How to Get a Job in Human Resources
Here are some tips to help jump start your job search if you’re looking for a job in HR.
- Consider an internship. Many companies offer paid internships. Internships are a great way for you to see what it’s like to work in the field on a day-to-day basis. The experience could be a great resume booster and you could be hired full time.
- Check with your college’s career placement office. Career placement advisors have access to job listings and can help you find an HR job.
- Register with a staffing agency. Sign up with a staffing agency that specializes in placing HR candidates.
- Keep up on your training. Beyond earning a bachelor’s or master’s degree, acquire as many HR certifications as possible and enroll in human resources training courses.

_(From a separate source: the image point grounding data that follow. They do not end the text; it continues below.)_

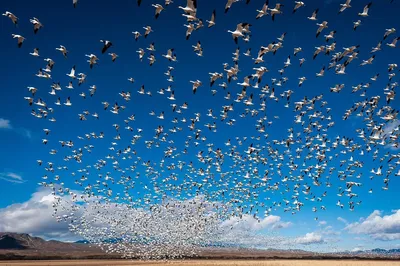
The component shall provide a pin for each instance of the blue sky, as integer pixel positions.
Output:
(81, 29)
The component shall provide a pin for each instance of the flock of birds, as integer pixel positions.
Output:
(171, 204)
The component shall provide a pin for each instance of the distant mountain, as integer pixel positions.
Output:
(15, 246)
(15, 241)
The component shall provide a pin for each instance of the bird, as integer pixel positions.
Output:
(158, 8)
(345, 6)
(72, 73)
(365, 10)
(298, 4)
(11, 16)
(229, 4)
(356, 24)
(113, 56)
(35, 52)
(238, 32)
(263, 11)
(63, 50)
(148, 31)
(393, 43)
(388, 32)
(20, 39)
(137, 34)
(321, 27)
(211, 22)
(314, 15)
(36, 24)
(190, 8)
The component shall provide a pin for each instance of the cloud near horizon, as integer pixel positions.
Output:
(5, 124)
(377, 226)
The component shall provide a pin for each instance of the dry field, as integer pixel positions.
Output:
(202, 263)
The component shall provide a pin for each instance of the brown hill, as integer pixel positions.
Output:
(15, 246)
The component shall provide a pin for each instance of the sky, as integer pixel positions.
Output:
(374, 223)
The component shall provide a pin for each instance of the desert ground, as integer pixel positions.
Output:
(202, 263)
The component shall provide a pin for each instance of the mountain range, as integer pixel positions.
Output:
(24, 246)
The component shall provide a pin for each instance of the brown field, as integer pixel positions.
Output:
(201, 263)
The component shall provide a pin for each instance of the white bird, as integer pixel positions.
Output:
(35, 52)
(211, 22)
(345, 6)
(393, 43)
(68, 102)
(322, 26)
(72, 73)
(11, 16)
(263, 11)
(190, 8)
(141, 53)
(113, 56)
(238, 32)
(20, 39)
(298, 4)
(148, 31)
(137, 35)
(314, 15)
(36, 24)
(229, 4)
(190, 29)
(63, 50)
(158, 8)
(356, 24)
(377, 48)
(169, 54)
(365, 10)
(388, 32)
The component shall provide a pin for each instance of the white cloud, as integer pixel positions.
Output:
(5, 124)
(248, 222)
(377, 226)
(322, 223)
(340, 219)
(12, 177)
(309, 239)
(390, 130)
(34, 217)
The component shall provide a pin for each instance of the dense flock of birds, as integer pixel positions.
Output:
(173, 203)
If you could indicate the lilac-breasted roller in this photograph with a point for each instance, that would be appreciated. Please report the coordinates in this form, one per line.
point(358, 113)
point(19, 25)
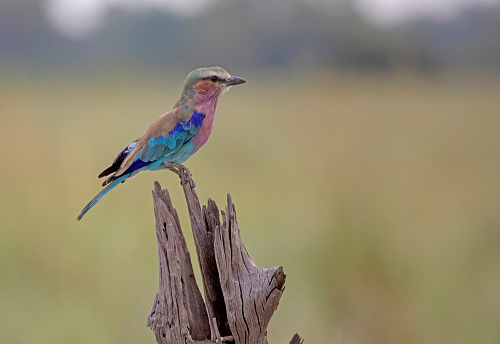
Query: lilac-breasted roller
point(176, 135)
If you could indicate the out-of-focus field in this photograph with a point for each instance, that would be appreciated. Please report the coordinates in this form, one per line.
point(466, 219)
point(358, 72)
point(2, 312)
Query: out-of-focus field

- Join professional organizations. Join professional HR organizations such as the National Human Resources Association and the Society for Human Resources Management. You’ll be able to network with other like-minded individuals and find out about job postings.
- Tweak your resume. Make sure your resume highlights all related HR work, job duties, internships and college coursework and education.
- Network. Connect with colleagues and business partners on LinkedIn and social media to let people know you’re looking for an HR job.
- Apply. Post your resume on job search sites. Search for specific job titles and target organizations that are reputable and offer solid career paths.
Top 6 Skills to Be Successful in Human Resources
What kind of abilities and strengths do you need to be successful in a Human Resources career?
1. People Skills
You’ll need exceptional people skills so you can effectively relate to employees and colleagues. You’ll also need to be viewed as trustworthy and personable and should be able to comfortably speak and present to large and small groups within an organization.
2. Organizational Skills
Good organizational skills are essential for HR workers. You may be called upon to organize personnel files and maintain databases of employee information including hiring data, applications and terminations.
3. Tech-Savvy Skills
Most organizations use complex computer-based systems to track HR processes and programs, so you should know the latest HR software so you can analyze and interpret HR data and reports.
4. Time Management Skills
All roles within an HR team are required to juggle and prioritize many different tasks and job functions, so good time management skills are required. Various HR initiatives will involve strict timelines to achieve corporate goals.
Change is inevitable, so it’s important to be flexible. HR policies and processes are continually updated to reflect current laws and changing employee culture, so you’ll need to be adaptable.
6. Project Management Skills
HR organizations will always have various projects and initiatives in play, whether it’s a small software system update or a company-wide policy rollout on new compensation and benefits information. You may support an HR manager or lead a project, depending on your job.
Opportunities Abound in Human Resources
There are plenty of job opportunities available in HR. You can specialize in a number of areas such as recruitment, training and benefits. A solid HR team is essential to profitable businesses, so there will always be a need for HR professionals. A job in HR can provide a solid plan for retirement and job security as long as it fits your skillset.